Months after her first amputation in 2018, Stickney won two national championships and was living in Colorado, training for the 2020 Tokyo Paralympics. Then, in January of this year, the unthinkable happened.
“I was recovering in the cold tub and I got out and hopped three steps, and my foot fractured,” she recalled.
She had a bone infection in her right foot. This time, after seeing more than 20 doctors, she got a diagnosis: an extremely rare vascular disease where there was very little blood flow in her lower limbs, resulting in brittle bones. It explained all those years of pain.
“I think a lot of people, when they find out they had a disease, they would be bummed, but for my family and for Dr. Carty, it was an exciting thing to know that I finally had a diagnosis and to know that there was actually something physically there. It wasn't just, ‘Oh, Morgan's in pain and these bones are randomly dying.’ It was like, no, there's actually a disease that's causing this condition,” Stickney said.
It also meant having her right leg amputated. Last month, Stickney became the first person to undergo a bilateral Ewing amputation.
Weeks after her second leg amputation, at a recent session inside Spaulding Rehabilitation Hospital in Boston, Stickney, with her optimism and matter-of-fact attitude, explained that she has come to approach physical therapy like a personal training session.
“I like to treat PT [physical therapy] and OT [occupational therapy] like a workout. If I can’t be in the pool, I can be in the gym,” Stickney said, smiling broadly.
“I mean, the night before, don't get me wrong, I was sobbing and asking, ‘Why me? Why me?’ But, you know, at the end of the day, I can walk,” she said.
It will be at least five years until these bionic limbs are commercially available, but for Stickney, the immediate payoff of the Ewing amputation was being pain-free and returning to competitive swimming.
Stickney stays in close touch with the eponymous Jim Ewing. She refers to him as “Amp Dad.” He said learning of her diagnosis was a relief, but it came with profound disappointment.
"Once you make the decision to amputate, it seems like, you wait for it to happen, but it is a wild, emotional roller coaster because you go through this whole grief process time and time again," Ewing said. "You want to do anything to keep your foot, so you really wrestle with your conscience. It’s really scary because you can’t put it back on."
Carty, the reconstructive plastic surgeon at Brigham and Women’s Hospital, said it takes an adventurous person who is also skeptical but willing to do the hard work required in recovery to undergo the Ewing amputation. Ewing, who said using his own last name to describe the amputation is “a little creepy,” can attest to that.
“I once commented to Dr. Carty about how certain [Ewing amputee] individuals are pretty intense, and he said, 'Actually, I think you’re all pretty intense,'" Ewing said.

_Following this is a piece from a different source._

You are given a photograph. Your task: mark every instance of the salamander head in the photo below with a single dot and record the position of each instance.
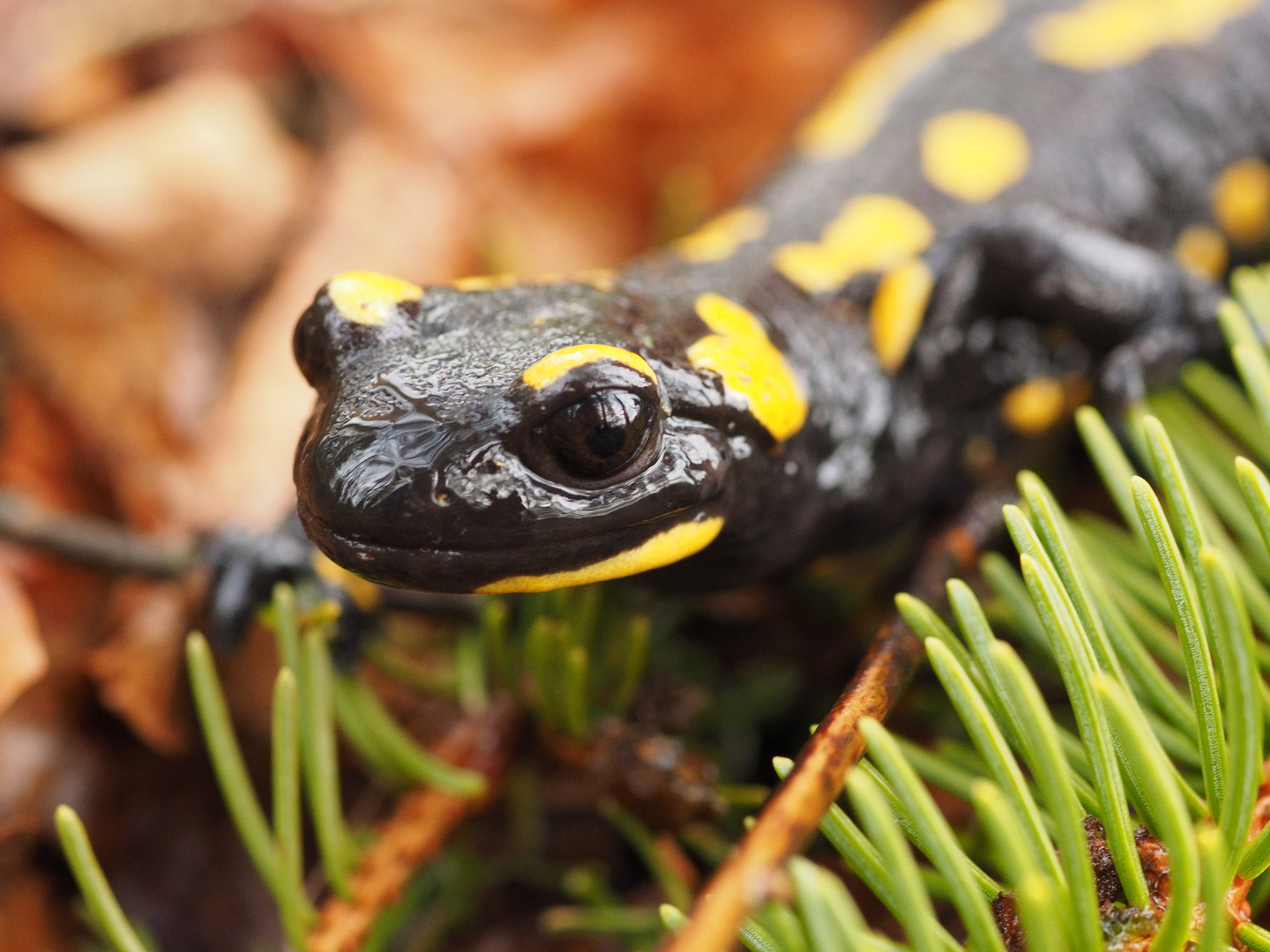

Brigham and Women’s Hospital has received three grants from the Department of Defense to continue and expand its research of the Ewing amputation. The hospital told WGBH News it will start offering the Ewing procedure for those in need of upper limb amputations. While the funding covers some of the costs, patients like Stickney often face mounting medical costs. She has a GoFundMe page in an effort to relieve some of the financial burden.
In the meantime, though, she’s already thinking about getting back into the pool.
“Nothing will stop me from getting in the pool,” Stickney said. “My goal is to go to the 2024 Paralympic Games. I'll be in a different classification this time, but that doesn't change anything. Whether I'm going to be working just as hard in the pool, if not harder.”